Beyond the obvious benefits of greater and better health care itself, imagine the economic consequences: thousands of doctors and nurses being trained; new medical colleges established and older ones expanded; increased medical research; a massive preventive health care industry springing up; new hospitals in needy urban and rural areas with the private sector, federal, state, county and local governments all working cooperatively under the authority granted by the Constitution and Congress.

The absence of this human right as a health care constitutional amendment has major economic consequences as well. Preventive medicine is almost entirely missing from our current health care system, which costs taxpayers billions.

Of course, even without an amendment, Congress can pass legislation
granting universal and comprehensive health care to all Americans.
That's possible and candidate Barack Obama promised to do so in his
first term in office. However, while high quality health care for all Americans can be established without a constitutional amendment, it can't be sustained without such an amendment. Future presidents and Congresses are under no legal obligation to continue past legislative programs. For the new wall of health care to be built and sustained for as long as the nation exists it must have a constitutional foundation!

How can we afford such a system? Without a constitutional right to
health care we already spend nearly twice as much as any other developed
nation in the world -- about $2.5 trillion or 16% of our GDP -- yet nearly
fifty million Americans are without health insurance and often receive
their care in the most expensive manner possible, in the local hospital emergency room.

With a health care constitutional amendment, instead of plugging a hole
in the dike, we would be building a wall with a strong and solid
foundation.
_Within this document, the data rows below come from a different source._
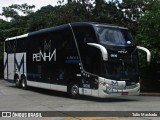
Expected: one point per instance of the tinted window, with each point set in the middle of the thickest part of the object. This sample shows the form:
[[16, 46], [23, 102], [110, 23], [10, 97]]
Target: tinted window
[[114, 36]]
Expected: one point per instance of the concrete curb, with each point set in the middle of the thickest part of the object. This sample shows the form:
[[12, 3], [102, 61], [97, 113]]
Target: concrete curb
[[149, 94]]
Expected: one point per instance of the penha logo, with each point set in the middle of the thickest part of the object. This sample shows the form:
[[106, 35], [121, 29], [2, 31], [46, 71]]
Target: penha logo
[[44, 56], [123, 51]]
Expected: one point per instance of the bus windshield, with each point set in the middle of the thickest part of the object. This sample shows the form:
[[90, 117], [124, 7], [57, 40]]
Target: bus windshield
[[122, 69], [114, 36]]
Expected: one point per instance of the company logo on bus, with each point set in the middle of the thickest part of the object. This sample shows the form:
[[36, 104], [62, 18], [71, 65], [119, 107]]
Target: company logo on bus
[[47, 55], [123, 51]]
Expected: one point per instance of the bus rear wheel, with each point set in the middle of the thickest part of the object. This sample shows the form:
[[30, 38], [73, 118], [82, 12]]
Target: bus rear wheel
[[73, 90], [24, 83]]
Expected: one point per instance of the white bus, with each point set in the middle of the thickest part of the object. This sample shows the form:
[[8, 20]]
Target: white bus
[[79, 58]]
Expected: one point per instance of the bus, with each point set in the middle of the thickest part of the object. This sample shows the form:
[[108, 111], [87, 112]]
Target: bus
[[80, 58]]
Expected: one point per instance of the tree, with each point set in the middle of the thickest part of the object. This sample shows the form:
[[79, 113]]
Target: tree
[[148, 29], [12, 11]]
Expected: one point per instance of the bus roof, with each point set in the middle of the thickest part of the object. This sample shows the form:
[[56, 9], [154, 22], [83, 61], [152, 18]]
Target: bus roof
[[61, 27]]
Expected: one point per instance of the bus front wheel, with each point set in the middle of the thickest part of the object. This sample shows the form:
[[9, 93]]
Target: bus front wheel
[[73, 90], [17, 81]]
Instead of spending money on more band-aids, a revised
Constitution would give direction to a unique American purpose and, over
time, solve an historic problem. And with American innovation we could
put millions of Americans to work expanding a more balanced economic
system on the solid foundation of health care for all. Health care would be a human right protected by the American people in our Constitution.

Congressman Jackson is a seven term Member of Congress serving on the Labor Health and Human Services Appropriations subcommittee. He is the co-author with Frank Watkins of A More Perfect Union, Advancing New American Rights.